USAID/Southern Africa Resilient Waters Program - End - Term Performance Evaluation

Summary

This report, produced by USAID’s URBAN WASH Activity, provides the findings from a performance evaluation of the USAID/Southern Africa Resilient Waters Activity, a five-year (2018–2023), $32 million activity that aimed to build more resilient and water-secure Southern African communities and ecosystems in the Limpopo and Okavango River basins. Resilient Waters worked at the local, national, and transboundary levels to improve the management of natural resources and increase access to safe drinking water and sanitation services.

This performance evaluation assessed the successes and challenges of working in an integrated way across different thematic areas of biodiversity; livelihoods; water, sanitation, and hygiene; and climate adaptation across basins and landscapes and from regional to local levels of government. The Evaluation Team concluded that Resilient Waters made significant contributions to water resource management within the two water basins by:  

  1. Strengthening the institutions mandated to oversee water and natural resources management; 
  2. Broadening the discourse to include other stakeholder groups; 
  3. Emphasizing the benefits of integrated approaches across sectors; and 
  4. Introducing a more meaningful gender equality and social inclusion lens. 

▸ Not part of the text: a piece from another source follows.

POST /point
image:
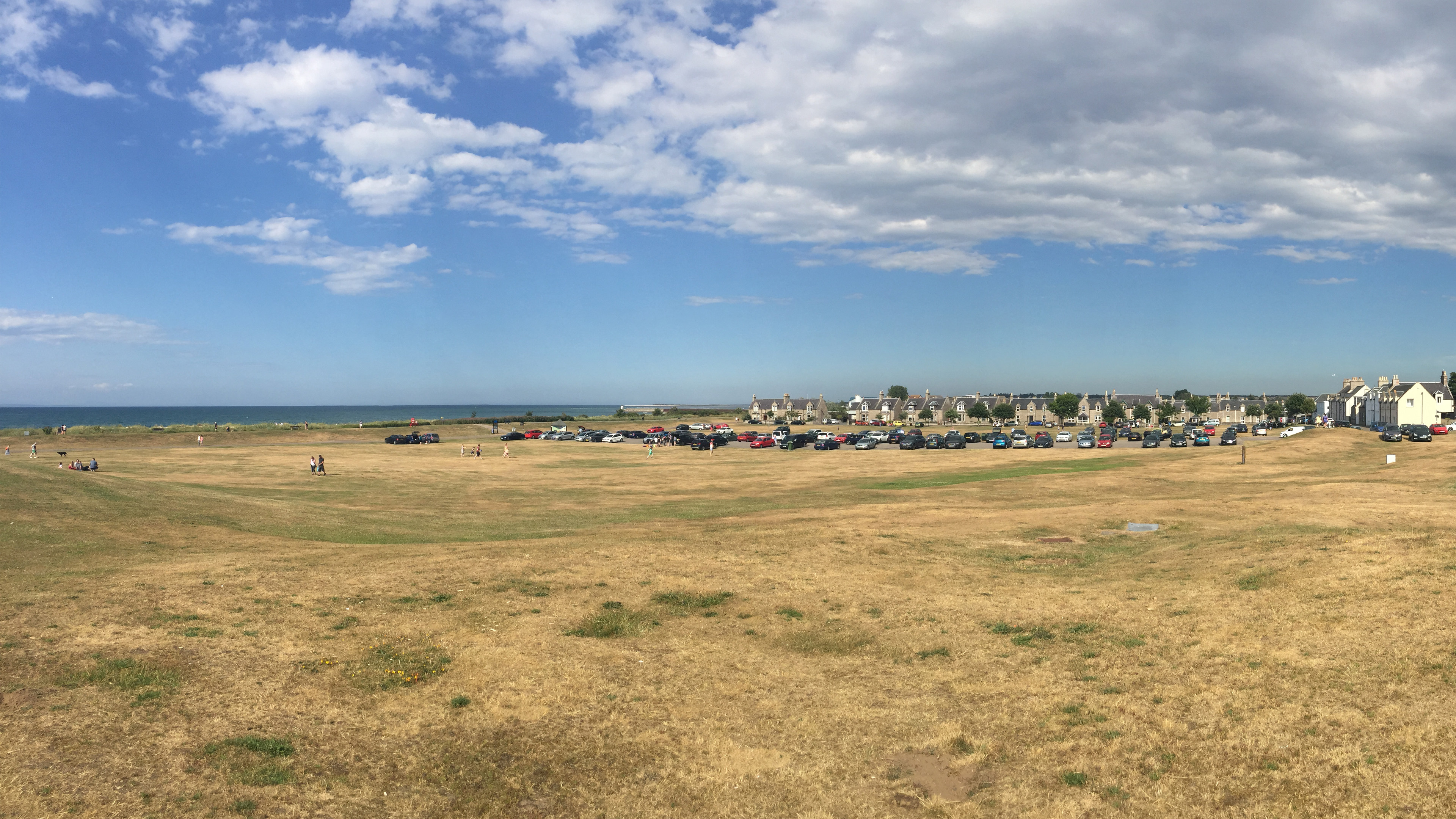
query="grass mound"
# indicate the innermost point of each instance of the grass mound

However, limited integration occurred across sectors at the community level, given that grantees often operated in silos with minimal geographic overlap among activities. Working with so many institutions, across two sizable river basins and working from the community to regional level was likely overly ambitious and did not allow the project to target support optimally. The contract indicators and targets were not sufficiently focused on resilience, integration, or sustainability and may have led to a business-as-usual approach instead of looking for more innovative processes, activities, and solutions. Ultimately, the five-year project timeline, and the even shorter timeframes for grants, limited the potential for sustainability.